With regard to 2) I'm suggesting - and also of the opinion -- that if we choose to continue to use the language of god/gods (and, of course, we need not so choose) then my preferred language is Epicurean/Lucretian in flavour -- i.e. talking about the gods as entities (whether physical or purely symbolic) who simply don't get involved in the world. The only positive influence they can have upon us is to encourage us to cultivate a life of beauty and imperturbability (ataraxia) which is, according to Epicurus/Lucretius anyway, the true nature of the gods. Both Epicurus/Lucretius thought that their own Greek/Roman understanding of the gods as capricious and unpredictable was simply ancient superstition that should be abandoned as profoundly wrong and unhelpful. As Epicurus wrote (in the first of his "Principle Doctrines"): "A blessed and imperishable being neither has trouble itself nor does it cause trouble for anyone else; therefore, it does not experience feelings of anger or indebtedness, for such feelings signify weakness."
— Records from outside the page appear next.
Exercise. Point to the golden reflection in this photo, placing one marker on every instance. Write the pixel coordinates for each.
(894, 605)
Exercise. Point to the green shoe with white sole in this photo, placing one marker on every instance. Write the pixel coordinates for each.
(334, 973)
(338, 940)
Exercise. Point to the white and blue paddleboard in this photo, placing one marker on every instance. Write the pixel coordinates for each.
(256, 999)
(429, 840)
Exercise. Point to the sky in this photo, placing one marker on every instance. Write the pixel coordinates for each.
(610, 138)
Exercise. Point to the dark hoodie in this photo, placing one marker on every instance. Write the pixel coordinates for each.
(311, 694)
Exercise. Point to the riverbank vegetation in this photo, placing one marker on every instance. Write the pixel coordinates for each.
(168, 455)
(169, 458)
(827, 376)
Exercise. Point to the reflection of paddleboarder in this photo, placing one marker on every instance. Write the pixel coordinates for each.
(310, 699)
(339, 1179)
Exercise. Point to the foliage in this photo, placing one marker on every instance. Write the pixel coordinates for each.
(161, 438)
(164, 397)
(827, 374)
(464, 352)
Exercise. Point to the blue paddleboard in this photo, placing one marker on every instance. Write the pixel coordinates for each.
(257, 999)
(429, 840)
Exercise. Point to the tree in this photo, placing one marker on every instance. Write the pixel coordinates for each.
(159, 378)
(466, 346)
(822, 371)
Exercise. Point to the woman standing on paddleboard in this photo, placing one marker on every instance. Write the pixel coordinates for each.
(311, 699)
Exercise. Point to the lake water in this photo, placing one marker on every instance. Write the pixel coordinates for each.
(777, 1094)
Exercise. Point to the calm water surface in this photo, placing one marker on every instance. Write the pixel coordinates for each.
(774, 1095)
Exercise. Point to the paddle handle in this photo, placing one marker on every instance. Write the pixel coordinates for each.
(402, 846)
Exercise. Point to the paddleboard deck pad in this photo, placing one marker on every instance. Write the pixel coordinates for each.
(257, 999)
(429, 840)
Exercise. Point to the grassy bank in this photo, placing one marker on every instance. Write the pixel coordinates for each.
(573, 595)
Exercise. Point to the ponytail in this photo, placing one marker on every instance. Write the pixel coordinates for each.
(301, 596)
I realise my compressed reply may confuse more than it enlightens but a lot of it comes into focus if one adopts an "ontology of motion" and the best introduction to this is found in the work of Thomas Nail, especially his recent book from OUP called "Being and Motion".
Thanks again for writing. It's much appreciated. Good luck with all your own explorations and work.
All the best,
Andrew
I also need to reply to my own previous reply. An error crept in, in my point 2. I meant to write "WITH the presumption that we can" and it came out as "WITHOUT the presumption that we can".
Finally from me, on this, as follows. "Change" is of course a human construct.
It helps me see that despite the differences in the way we seem to be thinking it seems we do overlap in our desire to challenge the basic, hubristic idea that humankind is (in principle if not always in practice) able to control most things. We can't because we're wholly entangled in the world and that world is characterised by change (motion). This means change is something that is most certainly not a human construct since everything, everywhere, experiences change. To be sure we have "constructed" particularly human ways of understanding and talking about change but, change qua change, being fundamental to all things, applies across the board; it's what everything shares and, in a poetic sense, is the "sand" upon (and with) which we must all build. And here we are back to Ammons' poem "Dunes" that I cite in the address.
Naturally, should you wish to share them, I very much look forward to hearing any further thoughts you may have.